Executive Vice-President of China National School of Administration
- In office March 2013 – October 2014
- President: Yang Jing

Vice-President of China National School of Administration
- In office September 2009 – March 2013
- President: Ma Kai

Personal details
- Born: May 1956 (age 70) Nanjing, Jiangsu, China
- Party: Chinese Communist Party (1981–2015; expelled)
- Alma mater: Nanjing University Graduate School of Chinese Academy of Social Sciences John F. Kennedy School of Government

= He Jiacheng =

Chinese academic and public official

He Jiacheng (何家成 (Hé Jiāchéng); born May 1956) is a former Chinese academic and public official. Between March 2013 and October 2014 he served as the executive vice president of China National School of Administration. He was dismissed from his position in October 2014, suspected of corruption.

He won the Sun Yefang Economics Prize (孙冶方经济学奖) in 1985 and Chinese Book Award in 1990.

==Early life==
He was born and raised in Nanjing, Jiangsu. He earned his bachelor of economics degree from Nanjing University in 1981 and received his master of economics degree from Graduate School of Chinese Academy of Social Sciences in 1984. After graduating from Graduate School of Chinese Academy of Social Sciences with a Ph.D. in 1986. He was appointed as the director of Development Economics Research of Chinese Academy of Social Sciences. At the same year, he also was elected a member of All-China Youth Federation. From September 1999 to 2000, he studied at John F. Kennedy School of Government.

==Career==
From 1986 to 1987, he worked in Information Research Unit of General Office of the Chinese Communist Party. In 1987, he was elected vice-president of China Youth Entrepreneurs Association (中国青年企业家协会).

In 1990, he served as the deputy director of the General Office of the State Department of Materials (国家物资部), and Minister Office Director, China Institute of Economic Research Materials Institute, he remained in that position until 1992, when he was transferred to Wuxi and appointed the Vice-Mayor.

In 1991, he was elected executive vice-president of the Chinese Society of Material Flow (中国物资流通学会). In 1992, he was elected a member of National Youth Standing Committee.
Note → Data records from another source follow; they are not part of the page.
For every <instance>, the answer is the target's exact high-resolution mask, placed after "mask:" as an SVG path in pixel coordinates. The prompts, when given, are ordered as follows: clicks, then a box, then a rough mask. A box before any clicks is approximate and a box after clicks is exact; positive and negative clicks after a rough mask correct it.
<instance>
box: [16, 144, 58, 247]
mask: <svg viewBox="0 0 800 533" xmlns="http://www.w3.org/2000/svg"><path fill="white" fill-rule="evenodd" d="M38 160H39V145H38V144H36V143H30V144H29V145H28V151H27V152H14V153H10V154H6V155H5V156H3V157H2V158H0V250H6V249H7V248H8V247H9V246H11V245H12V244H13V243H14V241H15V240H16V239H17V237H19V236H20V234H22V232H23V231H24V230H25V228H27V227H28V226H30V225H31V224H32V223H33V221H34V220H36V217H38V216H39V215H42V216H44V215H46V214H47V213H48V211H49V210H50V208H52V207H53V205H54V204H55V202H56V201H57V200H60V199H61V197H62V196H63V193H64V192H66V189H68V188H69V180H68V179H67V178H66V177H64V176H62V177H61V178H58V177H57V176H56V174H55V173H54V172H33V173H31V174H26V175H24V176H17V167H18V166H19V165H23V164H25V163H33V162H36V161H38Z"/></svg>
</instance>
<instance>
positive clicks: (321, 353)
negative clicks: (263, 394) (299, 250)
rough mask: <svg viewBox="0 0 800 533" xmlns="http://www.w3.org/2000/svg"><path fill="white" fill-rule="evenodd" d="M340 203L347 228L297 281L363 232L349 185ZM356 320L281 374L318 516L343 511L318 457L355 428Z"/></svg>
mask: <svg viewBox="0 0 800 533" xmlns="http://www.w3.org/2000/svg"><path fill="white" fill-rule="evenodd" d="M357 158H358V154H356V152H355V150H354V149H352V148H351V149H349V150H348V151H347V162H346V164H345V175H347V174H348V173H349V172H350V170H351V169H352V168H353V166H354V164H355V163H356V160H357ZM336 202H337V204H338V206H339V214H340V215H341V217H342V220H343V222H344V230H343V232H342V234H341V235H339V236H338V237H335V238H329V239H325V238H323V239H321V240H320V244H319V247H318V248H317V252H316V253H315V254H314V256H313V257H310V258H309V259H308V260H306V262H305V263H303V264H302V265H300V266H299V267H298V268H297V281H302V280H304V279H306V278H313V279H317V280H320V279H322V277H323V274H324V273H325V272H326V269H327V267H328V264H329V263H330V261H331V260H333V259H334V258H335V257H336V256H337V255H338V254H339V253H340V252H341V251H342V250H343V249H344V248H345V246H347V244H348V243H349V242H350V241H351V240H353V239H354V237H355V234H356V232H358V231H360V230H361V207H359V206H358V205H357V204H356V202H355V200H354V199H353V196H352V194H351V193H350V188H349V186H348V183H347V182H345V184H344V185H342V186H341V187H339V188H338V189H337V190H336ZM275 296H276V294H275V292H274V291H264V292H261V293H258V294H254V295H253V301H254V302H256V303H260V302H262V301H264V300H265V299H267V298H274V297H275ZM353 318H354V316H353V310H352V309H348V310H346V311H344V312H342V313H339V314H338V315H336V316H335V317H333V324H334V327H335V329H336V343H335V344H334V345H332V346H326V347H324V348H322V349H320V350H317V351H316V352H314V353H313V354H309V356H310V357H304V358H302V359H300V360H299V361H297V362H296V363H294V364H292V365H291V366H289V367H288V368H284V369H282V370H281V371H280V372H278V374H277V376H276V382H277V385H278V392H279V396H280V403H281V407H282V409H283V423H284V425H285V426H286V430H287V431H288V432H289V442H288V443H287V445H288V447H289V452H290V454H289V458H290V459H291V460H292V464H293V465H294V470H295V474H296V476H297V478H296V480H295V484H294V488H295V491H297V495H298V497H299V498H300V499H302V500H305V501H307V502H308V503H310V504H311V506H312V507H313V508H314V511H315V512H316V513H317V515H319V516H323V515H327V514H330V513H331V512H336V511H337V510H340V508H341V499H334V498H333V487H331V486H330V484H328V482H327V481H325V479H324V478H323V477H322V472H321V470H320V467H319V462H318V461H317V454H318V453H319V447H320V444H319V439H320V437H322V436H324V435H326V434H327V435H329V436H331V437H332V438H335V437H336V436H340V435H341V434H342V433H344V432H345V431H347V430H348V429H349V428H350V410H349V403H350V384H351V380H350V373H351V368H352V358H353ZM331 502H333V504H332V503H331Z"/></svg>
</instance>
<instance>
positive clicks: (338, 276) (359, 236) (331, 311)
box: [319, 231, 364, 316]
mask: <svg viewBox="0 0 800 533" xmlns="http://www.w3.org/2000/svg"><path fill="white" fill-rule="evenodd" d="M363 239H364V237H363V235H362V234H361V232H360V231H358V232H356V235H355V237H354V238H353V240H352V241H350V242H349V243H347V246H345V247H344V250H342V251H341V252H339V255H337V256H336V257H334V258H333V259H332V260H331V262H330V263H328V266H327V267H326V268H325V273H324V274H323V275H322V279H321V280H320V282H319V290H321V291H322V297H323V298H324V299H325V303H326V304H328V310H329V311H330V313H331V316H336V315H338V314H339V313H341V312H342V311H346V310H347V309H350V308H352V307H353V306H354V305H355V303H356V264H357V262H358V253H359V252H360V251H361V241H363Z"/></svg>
From 1993 to 1995, he worked in State Internal Trade Policy Regime and Regulation Department (国家国内贸易部). In 1994 he was elected vice-president of the China State-owned Assets Management Society (中国国有资产管理学会).

From 1995 to 1998, he worked as president and CPC Party Chief of China Huaxing Group (中国华星集团). In 1997 he was elected vice-president of the China Logistics Association (中国物流协会).

From 1998 to 2000, he was a member and Deputy CPC Party Chief of State Internal Trade Bureau (国家国内贸易局).

From 2000 to 2009, he worked as the chairman of State-owned Large Enterprises Focus (国务院国有重点大型企业监事会). In 2000 he elected chairman of John F. Kennedy School of Government of Chinese Student Association, vice-chairman of China Information Infrastructure, and vice-president of the National Information Technology Committee of Experts. He also is a former guest researcher at Peking University, Tsinghua University, and Chinese Academy of Social Sciences.

In September 2009, he was promoted to become the vice-president of the China National School of Administration, then became the executive vice-president in March 2013.

==Downfall==
In October 2014, the state media reported that he was being investigated by the Central Commission for Discipline Inspection for "serious violations of laws and regulations". On October 13, 2014, he was removed from office by the Organization Department of the Chinese Communist Party.

On November 11, 2015, He Jiacheng was expelled from the Communist Party. The investigation concluded Yu had gone to private clubs and accepted bribes.

On February 28, 2017, he was sentenced to 9 years in prison for taking bribes by the Intermediate People's Court in Ningbo.